A 3ª Turma do Tribunal Regional Federal (TRF) da 4ª Região, em Porto Alegre, confirmou ontem (23/9) a liminar que determinou à Universidade Federal de Pelotas (Ufpel) a efetivação da matrícula dos alunos que foram aprovados no último vestibular de verão e ainda estavam por se formar no ensino médio pelo Centro Federal de Educação Tecnológica (Cefet) de Pelotas (RS). A decisão foi unânime e acompanhou o voto do relator do caso na corte, desembargador federal Carlos Eduardo Thompson Flores Lenz.
A liminar foi concedida ao Ministério Público Federal (MPF) em fevereiro passado pela 2ª Vara Federal do município gaúcho. Em virtude da greve nas instituições federais de ensino, que atrasou os cronogramas, os estudantes do Cefet ainda estavam cursando o segundo semestre letivo de 2002. O MPF ajuizou ação civil pública após questionar a Ufpel sobre a situação e ser informado de que a universidade não matricularia vestibulandos com o ensino médio não concluído.

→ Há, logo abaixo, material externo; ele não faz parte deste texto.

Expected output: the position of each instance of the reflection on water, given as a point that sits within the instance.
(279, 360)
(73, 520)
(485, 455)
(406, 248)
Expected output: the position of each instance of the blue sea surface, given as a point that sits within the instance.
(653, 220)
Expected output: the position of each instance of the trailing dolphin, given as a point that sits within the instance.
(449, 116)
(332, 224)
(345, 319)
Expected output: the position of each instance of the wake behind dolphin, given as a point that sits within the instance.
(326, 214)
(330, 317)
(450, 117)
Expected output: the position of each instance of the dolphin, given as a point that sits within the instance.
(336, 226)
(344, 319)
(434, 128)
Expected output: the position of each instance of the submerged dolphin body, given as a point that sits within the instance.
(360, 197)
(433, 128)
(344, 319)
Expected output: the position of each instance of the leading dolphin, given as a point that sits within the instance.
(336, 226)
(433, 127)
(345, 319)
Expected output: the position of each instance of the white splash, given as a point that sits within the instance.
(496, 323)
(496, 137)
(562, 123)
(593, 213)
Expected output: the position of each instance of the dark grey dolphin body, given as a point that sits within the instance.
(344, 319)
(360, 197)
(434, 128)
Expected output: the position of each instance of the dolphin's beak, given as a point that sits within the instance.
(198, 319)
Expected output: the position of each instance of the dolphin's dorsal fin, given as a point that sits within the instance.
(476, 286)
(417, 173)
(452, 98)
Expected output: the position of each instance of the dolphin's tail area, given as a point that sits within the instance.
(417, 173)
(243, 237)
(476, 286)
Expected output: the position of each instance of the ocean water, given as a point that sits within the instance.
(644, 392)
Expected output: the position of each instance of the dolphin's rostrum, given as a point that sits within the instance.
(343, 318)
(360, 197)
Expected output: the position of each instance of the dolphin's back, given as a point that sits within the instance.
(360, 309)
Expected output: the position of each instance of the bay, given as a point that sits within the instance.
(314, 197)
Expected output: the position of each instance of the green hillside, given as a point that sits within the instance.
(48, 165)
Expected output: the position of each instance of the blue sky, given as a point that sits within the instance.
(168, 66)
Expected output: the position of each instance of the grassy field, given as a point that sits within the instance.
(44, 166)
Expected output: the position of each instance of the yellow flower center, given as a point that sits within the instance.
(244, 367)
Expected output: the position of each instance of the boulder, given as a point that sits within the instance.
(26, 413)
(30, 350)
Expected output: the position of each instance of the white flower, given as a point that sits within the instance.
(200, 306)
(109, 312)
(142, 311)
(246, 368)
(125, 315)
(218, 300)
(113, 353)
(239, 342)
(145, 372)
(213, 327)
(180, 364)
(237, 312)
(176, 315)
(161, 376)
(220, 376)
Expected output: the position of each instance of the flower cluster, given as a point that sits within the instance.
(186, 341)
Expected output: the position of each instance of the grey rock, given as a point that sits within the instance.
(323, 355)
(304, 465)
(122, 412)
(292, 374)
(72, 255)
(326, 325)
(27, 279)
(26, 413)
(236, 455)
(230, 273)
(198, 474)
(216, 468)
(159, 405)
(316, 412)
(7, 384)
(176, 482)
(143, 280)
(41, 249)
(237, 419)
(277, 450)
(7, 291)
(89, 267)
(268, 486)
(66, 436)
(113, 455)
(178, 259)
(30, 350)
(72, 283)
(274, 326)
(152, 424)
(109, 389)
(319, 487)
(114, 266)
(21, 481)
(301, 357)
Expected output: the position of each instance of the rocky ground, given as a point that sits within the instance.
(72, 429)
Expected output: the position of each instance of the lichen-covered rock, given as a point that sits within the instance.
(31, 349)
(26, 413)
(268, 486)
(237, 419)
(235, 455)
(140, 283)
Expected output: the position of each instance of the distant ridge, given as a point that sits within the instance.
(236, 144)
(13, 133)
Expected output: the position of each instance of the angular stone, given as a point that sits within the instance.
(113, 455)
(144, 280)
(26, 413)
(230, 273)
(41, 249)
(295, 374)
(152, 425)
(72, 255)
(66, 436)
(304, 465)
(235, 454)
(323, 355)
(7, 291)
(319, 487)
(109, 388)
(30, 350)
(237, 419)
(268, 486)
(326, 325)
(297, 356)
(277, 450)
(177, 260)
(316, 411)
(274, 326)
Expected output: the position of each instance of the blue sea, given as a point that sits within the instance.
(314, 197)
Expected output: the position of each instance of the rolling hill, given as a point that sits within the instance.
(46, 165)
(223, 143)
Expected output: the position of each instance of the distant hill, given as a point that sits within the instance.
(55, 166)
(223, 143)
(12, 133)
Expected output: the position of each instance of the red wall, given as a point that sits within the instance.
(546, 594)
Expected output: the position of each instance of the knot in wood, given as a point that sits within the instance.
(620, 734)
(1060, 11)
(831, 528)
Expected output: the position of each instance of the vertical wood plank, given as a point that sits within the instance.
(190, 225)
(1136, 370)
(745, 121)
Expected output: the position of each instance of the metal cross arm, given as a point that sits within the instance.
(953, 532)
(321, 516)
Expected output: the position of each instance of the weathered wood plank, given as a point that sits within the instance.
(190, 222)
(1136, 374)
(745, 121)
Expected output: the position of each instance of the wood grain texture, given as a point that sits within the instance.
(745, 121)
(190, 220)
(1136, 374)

Dessa forma, diante do intervalo entre o período de matrículas e a efetiva conclusão do curso, os alunos do Cefet não poderiam garantir suas vagas no ensino superior.
A medida da 2ª Vara observou que impedir o acesso à universidade por motivos que fogem à alçada dos vestibulandos violaria dispositivo constitucional sobre a educação. A liminar também destacou ser de conhecimento público que os docentes e servidores da Ufpel realizaram greve em conjunto com os do Cefet e ressaltou que os alunos do centro estavam aptos a iniciar o curso universitário, pois tinham obtido aprovação no vestibular.
Tanto a Ufpel como o Cefet recorreram dessa decisão no TRF, interpondo agravos de instrumento. Thompson Flores, no entanto, negou em março o pedido de suspensão da liminar. Agora, a 3ª Turma confirmou o entendimento do magistrado. O desembargador acolheu o parecer do MPF, segundo o qual “não aceitar a inscrição dos alunos aprovados no concurso vestibular, sob o fundamento da não-conclusão de ensino médio, seria negar o acesso à educação, constitucionalmente assegurado, de forma desarrazoada, uma vez que não se pode imputar a não-conclusão aos estudantes, haja vista a greve dos funcionários da instituição Cefet/RS que alterou o calendário acadêmico”.